Mainland 'not ready for through train' stock trading between Hong Kong and Shanghai
Market watchers say the economy has yet to establish the preconditions needed to allow mutual stock trading between HK and Shanghai

The "through-train" scheme to allow mutual stock trading between Hong Kong and Shanghai marks the mainland's latest effort to open up its capital account, yet market watchers doubt whether the nation is ready for a safe opening.

"The trend for further liberalising the capital account control is clear, but the risks can't be ignored," said Zhang Zhiwei, the chief China economist at Nomura. He also warns of a potential blow to the property sector if cross-border capital flows become volatile.
Premier Li Keqiang on Thursday pushed the start button of the so-called through train scheme, a programme to link the Hong Kong and Shanghai exchanges, making cross-border trading possible.

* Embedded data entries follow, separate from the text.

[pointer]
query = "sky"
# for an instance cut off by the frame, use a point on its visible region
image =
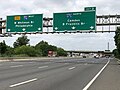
(78, 41)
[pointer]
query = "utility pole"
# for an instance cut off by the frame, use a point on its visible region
(108, 46)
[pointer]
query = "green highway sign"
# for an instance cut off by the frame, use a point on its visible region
(25, 23)
(72, 21)
(90, 9)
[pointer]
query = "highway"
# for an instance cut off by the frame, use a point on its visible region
(62, 74)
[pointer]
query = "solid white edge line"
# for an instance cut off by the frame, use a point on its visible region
(43, 67)
(96, 76)
(21, 83)
(71, 68)
(17, 66)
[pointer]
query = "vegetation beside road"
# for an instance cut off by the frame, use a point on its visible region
(117, 43)
(22, 48)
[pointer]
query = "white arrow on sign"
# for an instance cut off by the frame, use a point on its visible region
(8, 29)
(39, 28)
(23, 29)
(73, 27)
(56, 28)
(91, 27)
(15, 22)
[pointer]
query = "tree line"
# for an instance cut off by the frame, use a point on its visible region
(21, 47)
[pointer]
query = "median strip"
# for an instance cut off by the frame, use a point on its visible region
(71, 68)
(43, 67)
(17, 66)
(21, 83)
(96, 76)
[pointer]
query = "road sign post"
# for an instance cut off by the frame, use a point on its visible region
(72, 21)
(25, 23)
(90, 9)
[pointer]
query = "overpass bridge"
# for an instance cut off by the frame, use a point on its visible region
(78, 53)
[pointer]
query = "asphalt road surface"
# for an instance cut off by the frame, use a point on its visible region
(63, 74)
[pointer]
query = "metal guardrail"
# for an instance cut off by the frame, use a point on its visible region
(103, 20)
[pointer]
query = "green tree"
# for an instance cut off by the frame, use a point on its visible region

Permitted quotas in the initial phase are set at 300 billion yuan (HK$377 billion) for the "northbound through train" and 250 billion yuan for the southbound through train. While a simple calculation implies the total quota would be exhausted in a month, the Chinese regulator has left the door open for adjustments.
Economists worried that liquidity in three domestic financial markets - bank savings, property and wealth management products - could shrink significantly if the through-train scheme is expanded.
"You have no idea how much hot money is within China and thus you cannot evaluate how asset prices, especially for property, would be impacted if you allowed the capital to flow out of the border. The capital account liberalisation has to take place gradually," said DBS economist Nathan Chow.